Tesla Inc. (NASDAQ : TSLA) a produit les derniers exemplaires de ses Model S et Model X dans son usine de Fremont, en Californie, mettant fin à 14 ans de carrière pour la berline qui a défini le marché des véhicules électriques haut de gamme et signalant un pivot définitif vers ses moteurs de croissance de nouvelle génération, tels que la robotique et l'intelligence artificielle.
« Les Model S et X sont comme nos enfants, c'est donc un peu sentimental, mais elles ont droit à une retraite honorable », a déclaré le PDG Elon Musk en janvier, préfigurant ainsi la décision qui conclut officiellement le premier grand chapitre de l'histoire de Tesla.
La fin de série de la Model S après 14 ans et de la Model X après 11 ans est plus qu'une étape symbolique. L'usine de Fremont ne s'arrêtera pas ; au contraire, elle est en cours de rééquipement pour assembler Optimus, le projet de robot humanoïde de Tesla. Musk a suggéré que la production de robots pourrait commencer avant la fin de l'année, un pari concret de plusieurs milliards de dollars sur un avenir au-delà de l'automobile. Pour les investisseurs, cette décision force à réévaluer une entreprise dont l'action se négocie à un multiple cours/bénéfice d'environ 370, une valorisation qui dépend entièrement du succès de ces projets futuristes.

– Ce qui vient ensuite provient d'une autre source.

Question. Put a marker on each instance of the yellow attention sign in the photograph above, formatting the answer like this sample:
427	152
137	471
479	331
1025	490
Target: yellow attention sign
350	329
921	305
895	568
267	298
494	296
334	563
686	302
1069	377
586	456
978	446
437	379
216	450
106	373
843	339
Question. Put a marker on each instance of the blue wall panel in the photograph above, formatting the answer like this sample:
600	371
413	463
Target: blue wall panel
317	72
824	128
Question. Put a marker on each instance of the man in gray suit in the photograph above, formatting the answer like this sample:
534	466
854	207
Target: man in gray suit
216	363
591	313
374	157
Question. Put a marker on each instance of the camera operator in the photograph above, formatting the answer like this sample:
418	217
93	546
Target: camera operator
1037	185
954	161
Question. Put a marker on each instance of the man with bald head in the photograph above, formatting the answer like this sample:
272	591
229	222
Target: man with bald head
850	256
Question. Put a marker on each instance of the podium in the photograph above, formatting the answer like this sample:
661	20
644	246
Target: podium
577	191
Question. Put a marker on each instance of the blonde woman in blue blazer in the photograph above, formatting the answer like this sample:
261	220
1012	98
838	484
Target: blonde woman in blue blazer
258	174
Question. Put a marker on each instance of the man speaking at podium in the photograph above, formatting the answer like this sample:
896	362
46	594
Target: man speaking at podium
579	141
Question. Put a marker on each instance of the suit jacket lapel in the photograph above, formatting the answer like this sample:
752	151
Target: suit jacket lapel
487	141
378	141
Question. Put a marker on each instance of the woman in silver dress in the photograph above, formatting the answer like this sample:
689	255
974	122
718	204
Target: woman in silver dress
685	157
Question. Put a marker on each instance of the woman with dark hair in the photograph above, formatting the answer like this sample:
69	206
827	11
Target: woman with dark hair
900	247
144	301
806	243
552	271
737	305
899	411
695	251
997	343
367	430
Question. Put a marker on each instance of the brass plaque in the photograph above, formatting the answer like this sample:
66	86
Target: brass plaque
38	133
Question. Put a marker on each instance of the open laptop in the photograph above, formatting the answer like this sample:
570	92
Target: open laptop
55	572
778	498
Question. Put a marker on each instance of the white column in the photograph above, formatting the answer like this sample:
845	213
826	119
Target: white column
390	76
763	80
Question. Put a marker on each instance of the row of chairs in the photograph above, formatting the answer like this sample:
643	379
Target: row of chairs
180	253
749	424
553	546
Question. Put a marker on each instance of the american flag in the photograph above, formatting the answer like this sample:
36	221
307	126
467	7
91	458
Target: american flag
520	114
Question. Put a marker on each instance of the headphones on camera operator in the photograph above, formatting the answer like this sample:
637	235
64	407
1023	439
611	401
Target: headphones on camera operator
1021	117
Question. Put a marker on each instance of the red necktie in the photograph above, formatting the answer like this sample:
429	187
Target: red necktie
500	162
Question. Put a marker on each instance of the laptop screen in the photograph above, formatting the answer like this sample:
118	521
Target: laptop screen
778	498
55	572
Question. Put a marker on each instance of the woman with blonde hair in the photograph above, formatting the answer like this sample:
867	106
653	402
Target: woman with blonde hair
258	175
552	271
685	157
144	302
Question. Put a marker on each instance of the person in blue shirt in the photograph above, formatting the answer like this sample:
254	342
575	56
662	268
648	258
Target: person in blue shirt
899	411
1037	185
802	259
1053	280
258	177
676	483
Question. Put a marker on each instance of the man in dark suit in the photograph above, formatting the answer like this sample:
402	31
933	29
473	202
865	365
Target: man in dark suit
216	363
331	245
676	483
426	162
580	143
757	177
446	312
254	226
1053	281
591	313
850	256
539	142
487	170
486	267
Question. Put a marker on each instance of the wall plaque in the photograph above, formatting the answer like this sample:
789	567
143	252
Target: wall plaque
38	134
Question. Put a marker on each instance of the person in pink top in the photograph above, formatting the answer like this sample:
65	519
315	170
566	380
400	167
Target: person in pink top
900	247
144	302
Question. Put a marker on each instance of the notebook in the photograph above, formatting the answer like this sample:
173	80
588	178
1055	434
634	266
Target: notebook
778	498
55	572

Le pivot est déjà en marche
Bien que le projet Optimus soit le signe le plus visible de la nouvelle direction de Tesla, le pivot de l'entreprise génère déjà des revenus significatifs. Le nombre d'abonnés à son logiciel Full Self-Driving (FSD) augmente de plus de 50 % d'une année sur l'autre, ce qui indique un produit fidèle générant des revenus récurrents. Le réseau de robotaxis de l'entreprise s'étend également, et la production du « Cybercab » dédié a été confirmée pour la fin de l'année. En outre, l'activité de stockage d'énergie de Tesla est devenue un contributeur majeur au chiffre d'affaires, affichant des marges élevées qui favorisent la croissance globale de l'entreprise. Alors que des concurrents comme Mercedes-Benz ont publiquement affiché leur intention de s'emparer des parts de marché des VE haut de gamme abandonnées par la Model S, Tesla se concentre sur un jeu totalement différent.
Wall Street reste divisé
Malgré des progrès tangibles dans les nouveaux segments, Wall Street reste divisé sur la question de savoir si cette stratégie justifie la valorisation élevée de l'action. En mai, les analystes d'UBS et de Barclays ont tous deux attribué la note « Neutre » au titre. Phillip Securities est allé plus loin, initiant une couverture avec une recommandation à la « Vente », citant des inquiétudes sur la valorisation et le risque d'exécution à court terme sur les projets ambitieux de la société. Le ratio C/B élevé laisse peu de place à l'erreur ; tout retard dans la production du Cybercab, une adoption du FSD plus lente que prévu ou des difficultés à passer à l'échelle pour Optimus pourraient entraîner une compression rapide et douloureuse du multiple. Un risque supplémentaire, et de plus en plus discuté, est le potentiel d'une introduction en bourse de SpaceX qui pourrait détourner les capitaux et l'attention de Tesla, qui a historiquement été le principal véhicule public permettant aux investisseurs de parier sur la vision d'Elon Musk.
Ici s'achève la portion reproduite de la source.